Online broker Carfinance247 has been fined £30,000 by the Information Commissioner’s Office (ICO), after an affiliate partner sent 65,000 unsolicited text messages on its behalf in 2015.
These messages were sent between 28 August 2015 and 18 December 2015, and were sent to individuals whose details had been obtained from a third party.
This resulted over 900 complaints being made, either to ICO directly or to a spam reporting service.
When contacted by the Commissioner in November 2015 about the texts, the broker said the messages had been sent by an affiliate partner with whom they had a commercial relationship. It said the messages were sent without their prior knowledge or authorisation and that it only became aware of the activity after receiving a number of direct complaints from individuals.
However ICO concluded that detailed guidance exists for those carrying out direct marketing, explaining a company’s legal obligations for direct marketing, including the circumstances under which organisations are able to carry out marketing.

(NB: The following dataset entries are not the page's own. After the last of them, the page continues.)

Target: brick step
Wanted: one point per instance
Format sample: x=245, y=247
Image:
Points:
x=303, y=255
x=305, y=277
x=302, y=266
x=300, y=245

In particular, it states that organisations can generally only send marketing texts to individuals if that person has specifically consented to receiving them.
ICO said: “It is therefore reasonable to suppose that the Company knew or ought to reasonably have known that there was a risk that these contraventions would occur.”

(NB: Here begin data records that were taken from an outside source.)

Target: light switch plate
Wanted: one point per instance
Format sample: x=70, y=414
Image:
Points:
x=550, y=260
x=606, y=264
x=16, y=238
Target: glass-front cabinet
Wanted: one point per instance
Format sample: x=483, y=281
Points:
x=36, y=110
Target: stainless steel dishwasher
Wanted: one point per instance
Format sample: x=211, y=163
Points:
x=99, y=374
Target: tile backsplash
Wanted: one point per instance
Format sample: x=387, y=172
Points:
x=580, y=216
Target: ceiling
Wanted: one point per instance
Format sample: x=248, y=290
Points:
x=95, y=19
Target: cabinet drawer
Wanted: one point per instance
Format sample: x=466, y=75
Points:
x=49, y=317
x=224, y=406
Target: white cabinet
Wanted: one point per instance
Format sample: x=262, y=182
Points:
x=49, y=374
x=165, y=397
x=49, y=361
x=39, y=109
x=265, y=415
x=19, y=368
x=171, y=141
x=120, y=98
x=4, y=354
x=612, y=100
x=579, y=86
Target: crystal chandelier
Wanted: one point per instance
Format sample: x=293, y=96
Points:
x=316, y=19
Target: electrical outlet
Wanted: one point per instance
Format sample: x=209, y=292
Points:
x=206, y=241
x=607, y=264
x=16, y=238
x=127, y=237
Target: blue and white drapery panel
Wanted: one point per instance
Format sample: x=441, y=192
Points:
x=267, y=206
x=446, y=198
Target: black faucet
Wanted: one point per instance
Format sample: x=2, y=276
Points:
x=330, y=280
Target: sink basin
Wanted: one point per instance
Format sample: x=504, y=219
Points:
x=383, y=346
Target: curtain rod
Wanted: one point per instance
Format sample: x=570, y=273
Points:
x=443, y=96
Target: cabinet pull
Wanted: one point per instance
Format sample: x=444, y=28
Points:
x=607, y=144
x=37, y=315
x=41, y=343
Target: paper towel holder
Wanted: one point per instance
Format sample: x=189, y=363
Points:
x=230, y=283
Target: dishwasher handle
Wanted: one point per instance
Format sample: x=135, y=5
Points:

Carfinance247, ICO said, was unable to provide any evidence that it had taken due diligence to ensure the party had obtained the personal data using fair and lawful means, and that they had the necessary consent.
As a result, the broker was fined £30,000, though this could be reduced to £24,000 if the fine is paid by 12 October 2016.
Louis Rix, co-founder and director at Carfinance247 said: “This is a troubling story and we take absolute responsibility. We pride ourselves on our relationships with our customers and potential customers and this outcome was not intentional. We would like to reassure you that we absolutely understand the severity of this situation and would like to apologise to anyone affected.
“We entered into a commercial partnership with a third party last year in good faith believing that the data they held was fully opted in and that consumers had agreed to receive communications from the third party. As soon as it emerged that this was not in fact the case, we ceased the partnership and stopped the campaign immediately.
“During the ICOs investigation, we have worked extremely closely with them to address the problem and have put in place robust processes to prevent anything like this happening again with future relationships.”